I want to have a conversation with Alison. I want to find out what kind of people she has in her life. I want to know what makes her think that this version of a relationship is love. I want to know what kind of conversations she and her friends have. I want to know what headlines spark their interest and what things they are reading. I want to ask if she’s ok. And yeah, I know these things are none of my business but I wonder if any one has asked her these questions.

I performed a piece I had written about domestic violence at the Woman’s Aid  conference several times in Northern Ireland. I had conversations there with woman who had been abused and family members who’d lost sisters or daughters due to domestic abuse. I listened to their stories and admired their bravery. I wonder what these woman would say after listening to Allison’s story. I also know women who are struggling with an abusive or obsessive partner or ex partner, I know how angry this story would make them. On the other hand I also know plenty of women, like myself, who’ve never been abused who would be livid at this story.

I know how important it is as a performer to be able to defend the work that you have written.
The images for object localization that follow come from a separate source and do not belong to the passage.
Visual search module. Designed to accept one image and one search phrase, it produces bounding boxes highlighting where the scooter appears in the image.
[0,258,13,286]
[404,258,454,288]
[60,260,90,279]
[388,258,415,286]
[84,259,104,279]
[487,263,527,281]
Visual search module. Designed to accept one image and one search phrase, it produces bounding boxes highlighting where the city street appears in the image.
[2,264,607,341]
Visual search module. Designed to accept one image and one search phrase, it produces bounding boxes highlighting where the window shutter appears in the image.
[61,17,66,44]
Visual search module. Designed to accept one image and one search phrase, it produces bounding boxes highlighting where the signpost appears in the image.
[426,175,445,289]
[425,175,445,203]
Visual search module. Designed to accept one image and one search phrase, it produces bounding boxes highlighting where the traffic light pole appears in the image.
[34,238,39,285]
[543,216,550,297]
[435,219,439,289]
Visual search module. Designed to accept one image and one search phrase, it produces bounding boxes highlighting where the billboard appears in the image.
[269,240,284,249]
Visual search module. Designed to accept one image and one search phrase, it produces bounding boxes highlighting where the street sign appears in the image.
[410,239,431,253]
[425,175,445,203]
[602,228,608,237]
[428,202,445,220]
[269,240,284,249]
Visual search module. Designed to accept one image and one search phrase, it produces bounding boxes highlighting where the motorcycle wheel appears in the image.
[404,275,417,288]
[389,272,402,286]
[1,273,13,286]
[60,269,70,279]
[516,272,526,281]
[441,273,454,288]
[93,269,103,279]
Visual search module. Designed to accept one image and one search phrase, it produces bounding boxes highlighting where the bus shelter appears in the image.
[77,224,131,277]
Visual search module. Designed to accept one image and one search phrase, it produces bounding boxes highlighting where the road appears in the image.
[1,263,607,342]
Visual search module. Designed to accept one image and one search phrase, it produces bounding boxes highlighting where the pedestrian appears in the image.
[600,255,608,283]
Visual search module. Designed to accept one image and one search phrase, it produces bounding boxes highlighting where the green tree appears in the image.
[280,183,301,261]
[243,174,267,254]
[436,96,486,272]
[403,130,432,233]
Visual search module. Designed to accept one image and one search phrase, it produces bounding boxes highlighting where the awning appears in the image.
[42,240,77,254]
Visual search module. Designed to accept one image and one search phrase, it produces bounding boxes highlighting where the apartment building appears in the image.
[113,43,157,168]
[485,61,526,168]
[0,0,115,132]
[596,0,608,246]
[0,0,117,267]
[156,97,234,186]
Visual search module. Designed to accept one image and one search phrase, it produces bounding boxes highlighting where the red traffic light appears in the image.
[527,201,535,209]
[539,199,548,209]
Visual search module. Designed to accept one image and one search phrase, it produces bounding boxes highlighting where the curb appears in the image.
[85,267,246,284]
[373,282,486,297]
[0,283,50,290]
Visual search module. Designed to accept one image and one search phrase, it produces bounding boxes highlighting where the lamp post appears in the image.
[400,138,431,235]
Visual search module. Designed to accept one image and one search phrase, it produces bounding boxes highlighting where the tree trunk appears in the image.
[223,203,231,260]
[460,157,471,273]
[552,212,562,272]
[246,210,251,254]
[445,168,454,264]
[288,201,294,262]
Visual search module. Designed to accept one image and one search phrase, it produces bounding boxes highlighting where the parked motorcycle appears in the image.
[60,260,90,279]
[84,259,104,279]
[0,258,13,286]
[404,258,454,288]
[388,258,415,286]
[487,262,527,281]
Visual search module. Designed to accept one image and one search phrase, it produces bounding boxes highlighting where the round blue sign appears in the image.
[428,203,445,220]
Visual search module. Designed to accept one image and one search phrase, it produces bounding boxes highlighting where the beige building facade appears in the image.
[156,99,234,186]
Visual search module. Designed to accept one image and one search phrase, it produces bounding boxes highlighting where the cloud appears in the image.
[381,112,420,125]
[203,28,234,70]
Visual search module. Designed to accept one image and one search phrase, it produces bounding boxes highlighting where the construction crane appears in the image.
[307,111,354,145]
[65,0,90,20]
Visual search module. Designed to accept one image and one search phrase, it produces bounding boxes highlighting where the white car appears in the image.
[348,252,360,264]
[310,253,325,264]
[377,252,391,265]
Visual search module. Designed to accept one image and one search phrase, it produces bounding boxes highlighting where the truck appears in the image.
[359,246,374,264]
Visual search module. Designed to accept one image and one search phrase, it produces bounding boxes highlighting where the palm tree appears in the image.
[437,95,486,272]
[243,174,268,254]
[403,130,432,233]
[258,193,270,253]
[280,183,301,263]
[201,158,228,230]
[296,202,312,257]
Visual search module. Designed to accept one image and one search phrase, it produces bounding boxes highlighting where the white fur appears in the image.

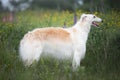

I have had no problem discussing any of the poems that I had written which went into Scream Blue Murmur shows. I have written about topics that many people think ‘a small, white girl’ (genuine statement from an audience member) has no business to be writing about. I have written about lynchings in the 1930’s, Hurricane Katrina, Hitler, fascism, violence and other topics that maybe on a surface level you would think I have no connection to. I have had conversations with audience members where I was able to defend my work because I know my pieces were well researched and I could stand behind the statements I was making.

I wonder how Allison can stand by the overall message in her story.


ps. these are just initial musings on the show. I’m pretty sure I will revisit this topic again as I process things further.